Set a Fluid Schedule

By decreasing your fluid consumption to only the necessary amount, and scheduling how you consume it over the course of your day, you may be able to reduce your symptoms of urgency and frequency. Talk to your doctor about how much fluid you need each day.

Know Which Foods and Drinks to Consume, and Which to Avoid

If you suffer with the condition, treating the symptoms of overactive bladder is a priority. Often a person struggles with issues like frustration and simply finding ample access to restrooms. But there are things you can do to manage the symptoms of overactive bladder. There are foods and drinks which can improve the condition, as well as some to avoid. Here are a few dietary suggestions:

  • Foods to Avoid: Spicy foods, cranberry juice, coffee, alcohol, soda, orange juice, tomatoes, extra sugar, artificial sweeteners, MSG, chocolate, acidic foods, salty foods
  • Foods to Consume: Fiber rich foods, fresh or dried fruit, raw vegetables, nuts, brown rice, oatmeal, beans, popcorn (minus the salt!)

Regular Exercise and Healthy Habits

Getting exercise daily and quitting smoking, along with a healthy diet may help you avoid symptoms as well. Overall wellness discourages urinary tract infections and similar problems.

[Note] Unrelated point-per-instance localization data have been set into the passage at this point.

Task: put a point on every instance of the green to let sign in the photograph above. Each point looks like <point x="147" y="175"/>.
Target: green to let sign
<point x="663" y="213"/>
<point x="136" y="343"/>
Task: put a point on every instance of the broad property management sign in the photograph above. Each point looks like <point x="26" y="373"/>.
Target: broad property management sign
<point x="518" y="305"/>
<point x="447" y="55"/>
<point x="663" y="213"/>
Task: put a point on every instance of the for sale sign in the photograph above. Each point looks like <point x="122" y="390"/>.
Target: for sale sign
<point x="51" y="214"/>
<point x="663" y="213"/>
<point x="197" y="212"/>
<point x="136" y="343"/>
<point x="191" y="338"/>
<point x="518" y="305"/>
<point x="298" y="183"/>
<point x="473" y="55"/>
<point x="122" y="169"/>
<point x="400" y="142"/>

Whatever course of treatment you decide on, know that you are not alone. Many people experiencing overactive bladder also suffer from embarrassment and frustration. Your life plans may be impacted, including vacations, nights out, visits with family, and more. Know that help is available, and seek assistance for yourself.

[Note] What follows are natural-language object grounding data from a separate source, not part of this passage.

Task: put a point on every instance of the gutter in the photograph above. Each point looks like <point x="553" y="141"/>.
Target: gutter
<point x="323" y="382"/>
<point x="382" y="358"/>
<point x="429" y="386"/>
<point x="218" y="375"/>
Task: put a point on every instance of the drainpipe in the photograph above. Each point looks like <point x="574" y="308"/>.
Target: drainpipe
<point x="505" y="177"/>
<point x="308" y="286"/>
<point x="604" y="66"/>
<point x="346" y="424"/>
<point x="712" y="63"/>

There are support groups which offer a comfortable place to share your concerns, learn coping strategies, and keep you motivated. You can also get feedback about methods and treatments that you may not have tried, and see how they have worked (or not worked) for other members of your community.

Additionally, you may find tips for easing the stress and anxiety of dealing with overactive bladder. The end goal of seeking support is to inspire you toward the best possible outcome for your own personal situation, and urge you toward optimal health. Educating your loved ones and those closest to you can help you establish your own personal network of caring and support. It should also help to ease your feelings of embarrassment and help you to get back to living!